My main preview for the 2015 J.League season, for which the division has gone back to its roots with a 2-stage format – albeit one with a unique, and puzzling, twist…
This year, the top flight of the J.League will return to a split-season format for the first time since 2004, and opinion on the rejig is as divided as the system itself.
When the idea to reintroduce two stages was first brought up back in 2013, large numbers of supporters voiced their opposition, but the division opted to proceeded regardless. Consequently, the J1 champion this year will be decided after a postseason playoff involving up to five clubs — those with the first, second, and third most points over the two stages combined, plus the two winners of each stage.
Kenta Hasegawa, coach of last year’s champion Gamba Osaka, isn’t a fan of the new format, but knows that complaining about it isn’t going to help his team defend its crown.
“Personally, I think that one stage is better, but that’s the regulation and so we can only compete following what has been decided,” the 49-year-old told The Japan News ahead of the new campaign.
“The team that wins at the end is the champion. Last year we were the champion over the course of the whole year. That was good, but this year we have these rules and so we have to try and compete within these regulations to become the champion.”
Yuki Abe, captain of 2014 runner-up Urawa Reds, however, doesn’t see what all the fuss is about.
“Frankly speaking, I don’t know why everyone is saying so many negative things,” the midfielder, who competed in split seasons with JEF United between 1998 and 2004, said. “We have to go this way, it’s the route the J.League has taken.
“I have the experience of playing a two-stage season and rather than thinking of it as something new, I only really have the feeling of returning to how it was before.
“The final stage [playoff] is a new thing, and I’m kind of excited to see how that turns out. I think we have to be excited to play. People are saying many different things, but the final target is to win. That hasn’t changed.”
An attitude of keep-calm-and-carry-on also appeals to Kashima Antlers boss Toninho Cerezo.
“Of course the approach of other teams, and how we play depending on other teams, might change, but fundamentally I think the things we have to do will be exactly the same as these past two years,” said the Brazilian, whose side finished third in 2014.
Sanfrecce Hiroshima’s Toshihiro Aoyama, who won consecutive J1 titles in 2012 and 2013, agrees.
“For us, the players haven’t changed all that much, so I think we have a chance [to become champion],” the midfielder said.
“If we can get off to a quick start, then we have a big chance in the first stage. I haven’t thought at all about the second stage yet.”
While a playoff berth can be assured with success in just one-half of the season, the team with the highest aggregate points will progress directly to the two-leg final.

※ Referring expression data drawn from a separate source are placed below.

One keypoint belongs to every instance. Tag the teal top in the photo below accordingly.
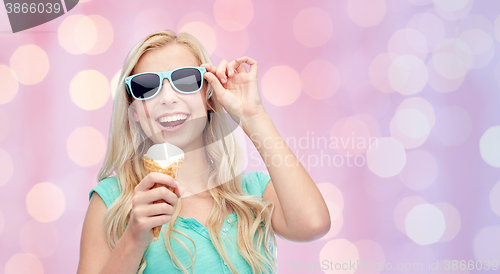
(207, 259)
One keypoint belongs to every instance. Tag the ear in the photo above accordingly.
(134, 112)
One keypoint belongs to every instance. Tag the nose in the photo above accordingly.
(167, 93)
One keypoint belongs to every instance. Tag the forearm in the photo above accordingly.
(302, 203)
(125, 258)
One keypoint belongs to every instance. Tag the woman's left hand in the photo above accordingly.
(235, 88)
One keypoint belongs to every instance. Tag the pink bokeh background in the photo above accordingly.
(393, 107)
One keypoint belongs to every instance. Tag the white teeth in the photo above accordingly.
(173, 118)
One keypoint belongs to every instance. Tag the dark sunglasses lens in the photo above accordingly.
(145, 85)
(187, 80)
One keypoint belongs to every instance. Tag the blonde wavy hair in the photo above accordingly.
(122, 160)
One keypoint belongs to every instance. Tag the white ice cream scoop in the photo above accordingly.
(165, 154)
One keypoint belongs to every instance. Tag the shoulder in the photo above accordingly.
(108, 189)
(255, 182)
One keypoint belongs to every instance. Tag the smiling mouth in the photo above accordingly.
(172, 122)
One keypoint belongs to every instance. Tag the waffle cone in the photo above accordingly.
(151, 166)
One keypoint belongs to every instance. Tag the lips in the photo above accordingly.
(172, 123)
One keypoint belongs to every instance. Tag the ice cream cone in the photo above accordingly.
(151, 166)
(167, 159)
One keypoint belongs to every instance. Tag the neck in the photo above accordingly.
(193, 175)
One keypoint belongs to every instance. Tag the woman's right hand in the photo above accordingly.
(146, 215)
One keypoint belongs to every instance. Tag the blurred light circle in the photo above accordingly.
(343, 251)
(425, 224)
(408, 74)
(23, 263)
(10, 86)
(453, 14)
(114, 83)
(412, 123)
(231, 45)
(86, 146)
(320, 79)
(372, 257)
(2, 222)
(458, 48)
(430, 26)
(281, 85)
(489, 146)
(312, 27)
(452, 220)
(39, 239)
(450, 5)
(366, 13)
(6, 167)
(379, 72)
(403, 208)
(454, 125)
(45, 202)
(30, 64)
(105, 35)
(350, 136)
(448, 65)
(407, 42)
(4, 124)
(486, 244)
(420, 171)
(233, 15)
(409, 127)
(497, 28)
(494, 199)
(204, 33)
(332, 193)
(89, 89)
(336, 219)
(386, 157)
(148, 21)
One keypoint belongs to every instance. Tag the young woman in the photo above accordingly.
(227, 221)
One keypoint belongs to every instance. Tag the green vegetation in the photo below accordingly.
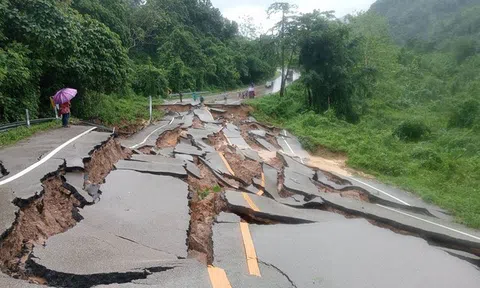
(116, 51)
(416, 124)
(14, 135)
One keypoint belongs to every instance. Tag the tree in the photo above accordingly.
(281, 28)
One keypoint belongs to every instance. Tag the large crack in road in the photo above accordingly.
(229, 166)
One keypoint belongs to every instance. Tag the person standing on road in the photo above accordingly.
(65, 112)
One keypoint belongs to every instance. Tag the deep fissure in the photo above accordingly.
(52, 211)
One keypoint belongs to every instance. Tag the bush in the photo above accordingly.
(411, 130)
(428, 158)
(465, 116)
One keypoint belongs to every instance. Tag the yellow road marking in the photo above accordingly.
(250, 202)
(252, 262)
(218, 277)
(226, 163)
(260, 191)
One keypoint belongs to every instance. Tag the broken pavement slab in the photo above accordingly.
(291, 145)
(76, 152)
(233, 135)
(273, 211)
(188, 149)
(265, 144)
(173, 169)
(31, 183)
(96, 251)
(144, 211)
(299, 183)
(258, 133)
(373, 196)
(250, 154)
(230, 255)
(352, 253)
(204, 115)
(217, 163)
(296, 166)
(184, 273)
(193, 169)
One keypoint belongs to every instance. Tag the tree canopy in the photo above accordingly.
(119, 47)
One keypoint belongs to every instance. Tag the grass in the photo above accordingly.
(443, 167)
(114, 110)
(13, 136)
(110, 110)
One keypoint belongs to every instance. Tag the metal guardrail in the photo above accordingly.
(6, 127)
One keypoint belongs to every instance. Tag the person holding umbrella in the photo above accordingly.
(63, 98)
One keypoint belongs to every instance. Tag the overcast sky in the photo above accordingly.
(235, 10)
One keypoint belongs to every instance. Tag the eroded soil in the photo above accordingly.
(169, 138)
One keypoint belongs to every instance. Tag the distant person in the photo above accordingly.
(65, 112)
(251, 91)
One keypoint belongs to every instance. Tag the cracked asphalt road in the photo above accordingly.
(295, 226)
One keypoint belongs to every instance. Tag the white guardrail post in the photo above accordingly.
(28, 118)
(151, 109)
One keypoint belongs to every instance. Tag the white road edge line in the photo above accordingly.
(44, 159)
(383, 192)
(146, 138)
(430, 222)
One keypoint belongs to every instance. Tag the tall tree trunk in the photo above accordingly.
(282, 85)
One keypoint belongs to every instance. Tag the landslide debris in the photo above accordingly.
(169, 138)
(245, 169)
(54, 210)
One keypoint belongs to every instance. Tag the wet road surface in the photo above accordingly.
(212, 198)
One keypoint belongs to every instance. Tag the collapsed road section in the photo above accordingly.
(209, 197)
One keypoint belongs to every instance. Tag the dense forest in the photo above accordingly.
(113, 50)
(397, 90)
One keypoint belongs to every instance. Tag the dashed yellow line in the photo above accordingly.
(250, 253)
(250, 202)
(218, 277)
(226, 163)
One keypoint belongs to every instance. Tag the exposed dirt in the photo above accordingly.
(52, 212)
(197, 123)
(275, 163)
(336, 179)
(389, 227)
(202, 216)
(125, 129)
(355, 194)
(208, 181)
(234, 114)
(173, 108)
(218, 141)
(146, 149)
(244, 169)
(169, 138)
(102, 160)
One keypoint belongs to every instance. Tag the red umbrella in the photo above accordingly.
(64, 95)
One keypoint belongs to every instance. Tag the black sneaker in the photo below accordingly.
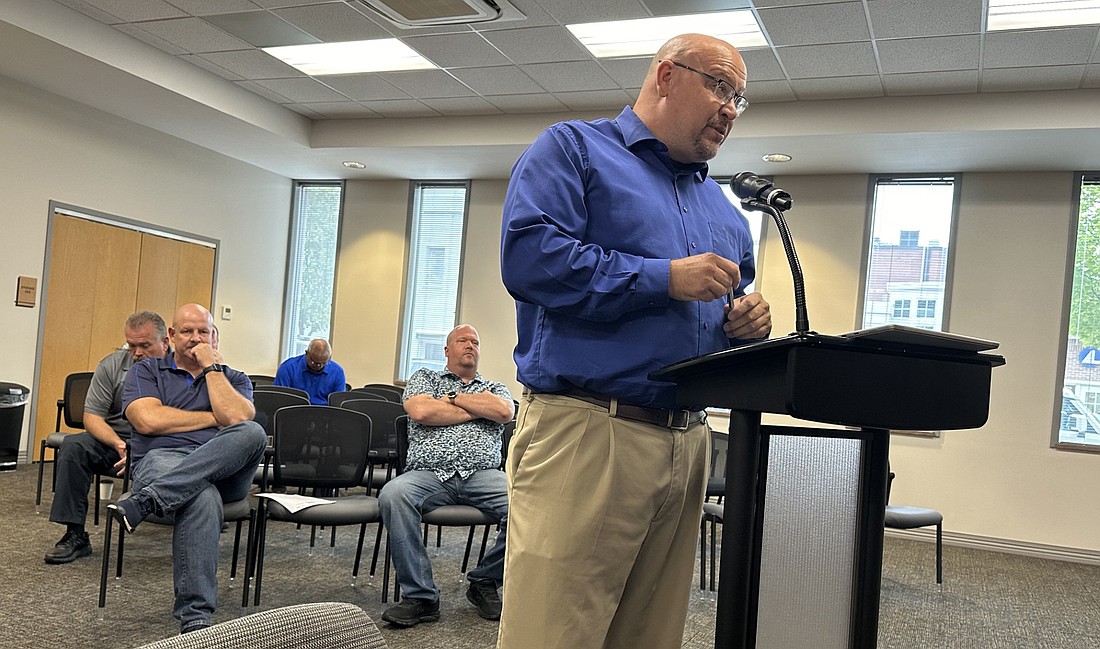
(73, 546)
(483, 595)
(411, 612)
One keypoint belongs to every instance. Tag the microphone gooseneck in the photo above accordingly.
(759, 194)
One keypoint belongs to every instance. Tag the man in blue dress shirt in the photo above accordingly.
(620, 252)
(314, 372)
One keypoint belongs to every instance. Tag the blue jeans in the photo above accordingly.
(189, 485)
(408, 496)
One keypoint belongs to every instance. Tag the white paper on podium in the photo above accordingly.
(294, 502)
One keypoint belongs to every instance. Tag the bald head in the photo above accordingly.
(678, 100)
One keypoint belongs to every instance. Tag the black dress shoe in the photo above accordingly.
(73, 546)
(411, 612)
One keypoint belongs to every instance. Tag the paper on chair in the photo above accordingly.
(295, 503)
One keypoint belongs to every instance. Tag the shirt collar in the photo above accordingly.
(637, 136)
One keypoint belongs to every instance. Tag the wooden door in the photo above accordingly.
(99, 274)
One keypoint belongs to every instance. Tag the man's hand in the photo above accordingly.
(702, 277)
(749, 317)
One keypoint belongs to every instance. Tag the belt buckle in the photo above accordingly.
(672, 419)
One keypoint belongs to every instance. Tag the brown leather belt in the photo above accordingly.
(673, 419)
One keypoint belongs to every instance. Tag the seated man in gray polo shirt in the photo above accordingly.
(103, 443)
(195, 447)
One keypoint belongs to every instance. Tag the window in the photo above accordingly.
(315, 228)
(908, 251)
(1079, 413)
(437, 226)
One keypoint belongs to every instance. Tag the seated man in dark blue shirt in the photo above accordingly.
(195, 447)
(314, 372)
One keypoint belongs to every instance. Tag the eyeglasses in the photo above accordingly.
(723, 90)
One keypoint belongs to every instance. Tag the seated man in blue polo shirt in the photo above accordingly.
(195, 447)
(314, 372)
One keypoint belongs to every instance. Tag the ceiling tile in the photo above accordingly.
(894, 19)
(578, 75)
(252, 64)
(843, 22)
(765, 91)
(761, 65)
(341, 109)
(210, 7)
(135, 10)
(448, 51)
(526, 103)
(262, 29)
(578, 11)
(427, 84)
(459, 106)
(149, 39)
(497, 80)
(364, 87)
(932, 54)
(628, 73)
(613, 100)
(194, 34)
(1067, 77)
(938, 83)
(553, 44)
(254, 87)
(303, 90)
(199, 62)
(838, 88)
(333, 22)
(844, 59)
(399, 108)
(1038, 47)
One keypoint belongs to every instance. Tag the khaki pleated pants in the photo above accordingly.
(603, 524)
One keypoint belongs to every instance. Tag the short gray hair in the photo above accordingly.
(142, 318)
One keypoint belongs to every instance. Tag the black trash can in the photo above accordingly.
(12, 403)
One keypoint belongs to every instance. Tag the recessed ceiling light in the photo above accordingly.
(1026, 14)
(637, 37)
(351, 56)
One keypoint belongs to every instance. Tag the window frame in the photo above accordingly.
(286, 338)
(872, 184)
(409, 228)
(1059, 381)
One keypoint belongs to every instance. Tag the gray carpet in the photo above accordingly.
(988, 600)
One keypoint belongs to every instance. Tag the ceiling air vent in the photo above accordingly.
(418, 13)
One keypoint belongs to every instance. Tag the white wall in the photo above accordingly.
(53, 150)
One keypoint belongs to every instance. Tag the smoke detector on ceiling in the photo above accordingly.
(418, 13)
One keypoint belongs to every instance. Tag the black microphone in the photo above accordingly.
(758, 194)
(748, 185)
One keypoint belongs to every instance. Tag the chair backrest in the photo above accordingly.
(320, 447)
(383, 416)
(261, 380)
(386, 395)
(76, 392)
(282, 388)
(395, 392)
(268, 402)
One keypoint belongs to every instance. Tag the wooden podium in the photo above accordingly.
(802, 540)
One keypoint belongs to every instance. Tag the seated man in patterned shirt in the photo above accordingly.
(455, 420)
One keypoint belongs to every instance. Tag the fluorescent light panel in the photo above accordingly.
(1029, 14)
(637, 37)
(351, 57)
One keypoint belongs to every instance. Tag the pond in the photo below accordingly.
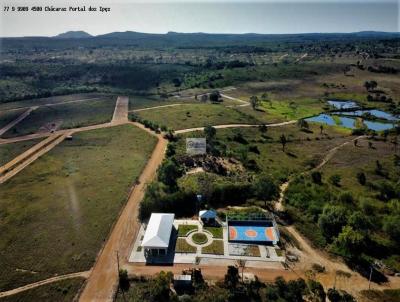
(329, 120)
(346, 120)
(343, 104)
(374, 112)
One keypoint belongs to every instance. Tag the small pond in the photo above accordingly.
(343, 104)
(346, 120)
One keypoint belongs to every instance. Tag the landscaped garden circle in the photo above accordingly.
(199, 238)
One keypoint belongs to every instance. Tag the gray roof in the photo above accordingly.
(207, 214)
(158, 231)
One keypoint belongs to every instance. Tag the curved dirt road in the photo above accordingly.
(103, 280)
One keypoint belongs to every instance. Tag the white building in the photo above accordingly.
(158, 233)
(207, 216)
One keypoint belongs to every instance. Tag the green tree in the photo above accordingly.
(331, 221)
(335, 180)
(302, 123)
(265, 189)
(215, 97)
(316, 176)
(317, 291)
(350, 242)
(283, 141)
(210, 132)
(255, 102)
(362, 179)
(123, 279)
(231, 280)
(160, 286)
(359, 221)
(392, 226)
(169, 172)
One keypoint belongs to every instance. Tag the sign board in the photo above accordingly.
(196, 146)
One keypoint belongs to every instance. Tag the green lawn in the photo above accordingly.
(56, 214)
(184, 229)
(216, 247)
(199, 238)
(8, 116)
(293, 109)
(253, 251)
(196, 115)
(50, 100)
(71, 115)
(303, 149)
(183, 247)
(10, 151)
(215, 231)
(60, 291)
(139, 102)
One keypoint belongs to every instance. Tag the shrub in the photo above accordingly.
(316, 177)
(335, 180)
(361, 178)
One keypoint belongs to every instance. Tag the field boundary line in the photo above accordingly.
(17, 290)
(14, 122)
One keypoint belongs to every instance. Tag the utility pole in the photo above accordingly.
(369, 281)
(119, 283)
(334, 283)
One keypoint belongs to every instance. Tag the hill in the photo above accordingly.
(73, 35)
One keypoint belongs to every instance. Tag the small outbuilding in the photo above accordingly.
(158, 233)
(207, 216)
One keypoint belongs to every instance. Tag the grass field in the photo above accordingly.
(216, 247)
(196, 115)
(139, 102)
(215, 231)
(183, 247)
(56, 214)
(184, 229)
(71, 115)
(8, 116)
(50, 100)
(303, 150)
(10, 151)
(61, 291)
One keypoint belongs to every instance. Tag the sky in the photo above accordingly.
(212, 16)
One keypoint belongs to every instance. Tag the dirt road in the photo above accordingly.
(16, 121)
(20, 162)
(53, 104)
(43, 282)
(211, 272)
(103, 280)
(156, 107)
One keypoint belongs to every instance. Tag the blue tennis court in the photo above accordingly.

It remains to be seen whether bypassing the potential quarterfinal and semifinal fixtures, which await the stage champions and overall second- and third-placed teams, is enough of a motivation to keep teams going at full throttle over both halves.
Of course, for some sides the sole focus will be gathering enough points throughout the season to preserve their top-flight status — with the three teams with the lowest points totals relegated.
“For us, it seems more likely than not that we will have to be thinking about our aggregate points,” said Yasuharu Sorimachi, coach of J1 debutant Matsumoto Yamaga.
“[The target] is survival, but saying ‘survival’ is pretty depressing so I prefer to phrase it as the ‘top 15,’” the Japan coach at the 2008 Beijing Olympics explained.
For plenty of other clubs not accustomed to picking up silverware, the incentive of being involved in the end-of-season bunfight is a tempting one.
“The possibilities have widened,” new Vissel Kobe coach Nelsinho said. “With one season, if you stumble at some point then you may not be able to achieve success at the end. With this system, if you don’t do so well in the first stage, you still have an opportunity in the second stage to become the champion.”
His captain, Jung Woo Young, is trying not to get too bogged down with the ins and outs of the format.
“The way of approaching games is exactly the same, if it’s one stage or two stages,” the South Korean midfielder said.
“The way of arranging the competition is not something that I came up with, and I think it’s best not to think too much about the structure of the season.”
Hitoshi Morishita, who has taken over the reins at Sagan Tosu — another club which could benefit from the new structure — thinks that teams will ultimately struggle to achieve success by focusing energy on just one stage.
“If you do that, it is likely that the playoffs will become very difficult,” the 42-year-old explained. “The team’s growth will stop, so you have to aim for consistency. You always have to be aiming for progress and evolution within the team.
“It’s important to concentrate on the team’s style. The teams that play consistently will remain.”
There is a high probability that the five available playoff spots will be filled by some of the same clubs — there are eight different permutations overall — and Morishita admitted he is still unsure of how the allocations will be decided if a team finishes in the top three overall and wins either or both stages.
“It’s absolutely difficult to understand. Even now I can’t fully comprehend [how it will work],” he said, before adding that he, like Jung, is trying to avoid getting too analytical.
“If we just try to win one game at a time, that’s the simplest way. Instead of thinking about the specifics too much, simple is best.”
Whether the J.League itself should also have followed that advice will become clear over the next nine months.